Since my last post, life has taken quite a turn! School is pretty amazing. In the past two weeks we have mastered perspective drawing, straight lines without straight edge, street furniture, plant representational techniques (actually, I wouldn’t say mastered…) We’re about to take a week-long field trip to Owens Valley– the amazing landscape that the City of Los Angeles notoriously raped for water in the California Water Wars.
I am fascinated by this whole story/place for multiple reasons. First and most obvious, water history in California is mind-boggling, and I have been completely captivated by this topic since watching Chinatown for the first time last year. This will be a significant part of the book I am working on. Which ties into my second fascination, which is that the terminus of the Los Angeles Aqueduct that runs across the state all the way from Owens Valley to LA is in Sylmar, very close to where I was living for the past year and a half.
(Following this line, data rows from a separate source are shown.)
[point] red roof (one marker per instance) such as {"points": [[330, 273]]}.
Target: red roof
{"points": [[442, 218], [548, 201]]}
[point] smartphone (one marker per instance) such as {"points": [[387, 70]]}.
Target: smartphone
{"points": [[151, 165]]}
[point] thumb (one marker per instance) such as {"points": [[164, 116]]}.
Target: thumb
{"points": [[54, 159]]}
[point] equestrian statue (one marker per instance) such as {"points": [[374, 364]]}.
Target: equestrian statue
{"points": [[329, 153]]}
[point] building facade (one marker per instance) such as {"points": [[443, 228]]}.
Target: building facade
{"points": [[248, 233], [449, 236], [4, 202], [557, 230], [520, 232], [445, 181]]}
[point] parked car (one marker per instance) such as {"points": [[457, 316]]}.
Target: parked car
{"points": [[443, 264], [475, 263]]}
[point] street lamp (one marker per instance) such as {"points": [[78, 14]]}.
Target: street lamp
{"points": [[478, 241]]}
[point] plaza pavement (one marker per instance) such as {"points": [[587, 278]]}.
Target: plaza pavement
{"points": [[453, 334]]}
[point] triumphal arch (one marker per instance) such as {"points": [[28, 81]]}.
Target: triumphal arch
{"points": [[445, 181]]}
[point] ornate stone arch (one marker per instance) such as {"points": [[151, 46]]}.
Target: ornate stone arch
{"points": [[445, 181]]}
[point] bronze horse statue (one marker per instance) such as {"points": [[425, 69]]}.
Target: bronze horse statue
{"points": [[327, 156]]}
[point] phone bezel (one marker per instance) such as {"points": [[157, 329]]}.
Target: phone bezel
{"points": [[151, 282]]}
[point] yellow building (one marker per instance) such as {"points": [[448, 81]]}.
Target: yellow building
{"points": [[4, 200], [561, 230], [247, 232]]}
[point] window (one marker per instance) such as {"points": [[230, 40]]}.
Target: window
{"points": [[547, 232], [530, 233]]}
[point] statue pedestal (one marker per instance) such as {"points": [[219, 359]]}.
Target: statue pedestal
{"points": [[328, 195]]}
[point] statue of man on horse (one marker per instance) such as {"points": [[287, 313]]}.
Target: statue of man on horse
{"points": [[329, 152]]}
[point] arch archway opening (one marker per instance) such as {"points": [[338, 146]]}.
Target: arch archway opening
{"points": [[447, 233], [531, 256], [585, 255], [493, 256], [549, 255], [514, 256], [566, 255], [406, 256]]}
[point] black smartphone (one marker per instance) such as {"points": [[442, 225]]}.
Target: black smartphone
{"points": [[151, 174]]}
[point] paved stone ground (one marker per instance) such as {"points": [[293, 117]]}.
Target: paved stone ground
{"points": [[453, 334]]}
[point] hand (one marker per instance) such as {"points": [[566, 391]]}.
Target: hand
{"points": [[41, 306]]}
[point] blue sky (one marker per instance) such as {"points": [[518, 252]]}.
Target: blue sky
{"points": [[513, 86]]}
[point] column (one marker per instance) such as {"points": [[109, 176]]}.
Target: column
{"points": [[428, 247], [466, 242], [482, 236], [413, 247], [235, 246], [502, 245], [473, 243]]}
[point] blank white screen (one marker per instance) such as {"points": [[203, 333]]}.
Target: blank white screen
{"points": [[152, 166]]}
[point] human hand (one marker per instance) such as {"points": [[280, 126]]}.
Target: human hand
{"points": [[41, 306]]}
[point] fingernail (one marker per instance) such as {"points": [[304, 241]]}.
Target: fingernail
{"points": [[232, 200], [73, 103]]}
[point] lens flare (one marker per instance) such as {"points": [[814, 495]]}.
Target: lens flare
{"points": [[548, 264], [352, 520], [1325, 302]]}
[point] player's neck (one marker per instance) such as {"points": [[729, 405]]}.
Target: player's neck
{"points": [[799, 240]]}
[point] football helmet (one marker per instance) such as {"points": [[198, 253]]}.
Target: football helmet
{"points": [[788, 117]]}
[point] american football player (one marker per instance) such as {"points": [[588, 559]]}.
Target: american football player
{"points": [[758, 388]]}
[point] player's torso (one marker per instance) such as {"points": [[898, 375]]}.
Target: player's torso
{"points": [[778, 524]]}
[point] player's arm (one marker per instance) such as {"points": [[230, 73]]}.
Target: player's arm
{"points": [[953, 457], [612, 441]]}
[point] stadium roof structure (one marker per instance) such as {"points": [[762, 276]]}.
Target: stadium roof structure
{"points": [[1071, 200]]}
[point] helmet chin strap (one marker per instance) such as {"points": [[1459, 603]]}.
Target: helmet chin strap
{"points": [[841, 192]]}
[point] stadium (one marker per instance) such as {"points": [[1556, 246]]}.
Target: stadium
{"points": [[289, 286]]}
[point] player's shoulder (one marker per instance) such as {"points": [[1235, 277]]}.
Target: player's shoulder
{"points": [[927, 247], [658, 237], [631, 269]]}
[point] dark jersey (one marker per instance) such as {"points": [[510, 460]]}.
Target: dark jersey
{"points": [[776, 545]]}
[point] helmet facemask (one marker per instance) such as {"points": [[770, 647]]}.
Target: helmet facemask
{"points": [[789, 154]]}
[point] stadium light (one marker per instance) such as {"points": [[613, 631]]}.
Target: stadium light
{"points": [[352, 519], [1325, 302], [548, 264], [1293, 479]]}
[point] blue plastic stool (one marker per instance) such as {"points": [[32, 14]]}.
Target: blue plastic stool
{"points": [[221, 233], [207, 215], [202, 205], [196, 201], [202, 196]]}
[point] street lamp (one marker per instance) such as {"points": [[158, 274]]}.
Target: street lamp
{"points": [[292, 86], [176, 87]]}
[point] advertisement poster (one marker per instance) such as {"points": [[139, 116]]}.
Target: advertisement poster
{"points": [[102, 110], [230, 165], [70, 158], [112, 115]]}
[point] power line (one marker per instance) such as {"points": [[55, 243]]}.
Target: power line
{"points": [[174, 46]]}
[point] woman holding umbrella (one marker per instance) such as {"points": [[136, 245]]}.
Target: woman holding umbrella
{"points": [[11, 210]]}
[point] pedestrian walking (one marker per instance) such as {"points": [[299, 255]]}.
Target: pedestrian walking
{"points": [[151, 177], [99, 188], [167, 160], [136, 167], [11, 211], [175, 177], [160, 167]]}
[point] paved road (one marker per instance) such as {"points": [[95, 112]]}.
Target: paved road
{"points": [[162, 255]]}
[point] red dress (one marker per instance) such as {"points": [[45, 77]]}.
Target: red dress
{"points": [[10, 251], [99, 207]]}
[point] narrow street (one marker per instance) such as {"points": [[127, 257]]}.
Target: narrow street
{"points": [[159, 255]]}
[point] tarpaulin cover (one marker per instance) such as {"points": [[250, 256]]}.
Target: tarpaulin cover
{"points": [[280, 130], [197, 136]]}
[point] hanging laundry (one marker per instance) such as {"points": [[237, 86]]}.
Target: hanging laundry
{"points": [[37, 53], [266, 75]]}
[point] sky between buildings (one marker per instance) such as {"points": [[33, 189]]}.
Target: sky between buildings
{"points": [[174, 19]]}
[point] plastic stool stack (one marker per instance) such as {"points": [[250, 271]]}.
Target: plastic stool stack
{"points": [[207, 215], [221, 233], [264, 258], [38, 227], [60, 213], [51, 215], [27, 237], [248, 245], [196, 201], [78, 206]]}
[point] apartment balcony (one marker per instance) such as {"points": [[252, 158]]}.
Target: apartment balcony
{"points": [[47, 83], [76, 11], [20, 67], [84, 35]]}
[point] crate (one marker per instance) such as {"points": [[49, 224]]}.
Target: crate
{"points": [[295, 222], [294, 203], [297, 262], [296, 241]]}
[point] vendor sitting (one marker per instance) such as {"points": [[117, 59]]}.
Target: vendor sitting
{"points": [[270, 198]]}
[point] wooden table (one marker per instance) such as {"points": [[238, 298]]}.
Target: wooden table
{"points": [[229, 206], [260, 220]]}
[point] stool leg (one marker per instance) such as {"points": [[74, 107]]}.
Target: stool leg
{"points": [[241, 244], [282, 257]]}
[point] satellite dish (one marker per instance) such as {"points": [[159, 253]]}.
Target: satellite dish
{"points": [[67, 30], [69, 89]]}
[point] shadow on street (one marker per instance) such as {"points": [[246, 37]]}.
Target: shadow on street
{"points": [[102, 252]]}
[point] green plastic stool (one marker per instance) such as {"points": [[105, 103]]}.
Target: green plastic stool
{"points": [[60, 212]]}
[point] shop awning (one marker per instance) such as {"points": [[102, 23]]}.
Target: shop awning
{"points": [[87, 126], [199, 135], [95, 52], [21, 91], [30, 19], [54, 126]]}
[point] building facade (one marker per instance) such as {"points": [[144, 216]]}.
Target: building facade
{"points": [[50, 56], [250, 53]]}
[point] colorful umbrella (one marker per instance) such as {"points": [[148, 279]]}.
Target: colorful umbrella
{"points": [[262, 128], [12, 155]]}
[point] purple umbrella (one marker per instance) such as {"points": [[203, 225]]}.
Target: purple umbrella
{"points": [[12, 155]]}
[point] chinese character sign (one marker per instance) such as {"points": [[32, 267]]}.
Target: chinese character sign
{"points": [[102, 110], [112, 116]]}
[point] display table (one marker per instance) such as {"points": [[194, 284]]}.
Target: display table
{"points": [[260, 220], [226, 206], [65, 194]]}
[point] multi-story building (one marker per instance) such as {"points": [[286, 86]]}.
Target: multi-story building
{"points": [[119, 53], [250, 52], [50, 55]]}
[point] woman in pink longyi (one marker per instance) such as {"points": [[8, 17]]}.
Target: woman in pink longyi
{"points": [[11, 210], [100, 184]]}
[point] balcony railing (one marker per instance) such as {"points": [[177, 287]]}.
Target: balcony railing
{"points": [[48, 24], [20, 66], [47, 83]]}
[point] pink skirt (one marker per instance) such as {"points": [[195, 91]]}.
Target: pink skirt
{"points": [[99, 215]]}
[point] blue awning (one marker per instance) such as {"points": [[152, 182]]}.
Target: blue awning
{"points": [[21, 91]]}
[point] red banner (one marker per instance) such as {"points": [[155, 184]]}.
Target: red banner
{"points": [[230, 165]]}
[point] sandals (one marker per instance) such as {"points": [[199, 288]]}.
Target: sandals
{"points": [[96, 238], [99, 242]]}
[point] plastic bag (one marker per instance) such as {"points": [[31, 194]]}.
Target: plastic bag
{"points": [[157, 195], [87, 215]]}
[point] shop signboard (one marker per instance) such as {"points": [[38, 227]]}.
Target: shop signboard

I didn’t actually know that that was what I was looking at as I drove by every day, but often I would hike East Canyon and see the massive Van Norman reservoir.
We watched this deeply disturbing documentary about California’s water in class (this is the first of 9 parts online):
My real fascination though is simply the remarkable diversity of ecological regions in California. On our fieldtrip we will get a first hand look at the results of such an environmental disaster as the Owens Valley desertification but also at the amazing geologic expressions that make it a very special place despite the horrible things humans did to it: the Owens Valley is the deepest valley in the Americas with 14k ft peaks on both sides and a 4k ft submersion of the valley floor. There are volcanic craters, lakes, glaciers, desert, alpine forests, all within a few miles of eachother- 3 distinct biogeographic regions intersect here (Great Basin Desert, Mojave Desert, Sierra Nevada). Which illustrates just another reason why California is just the best place on earth.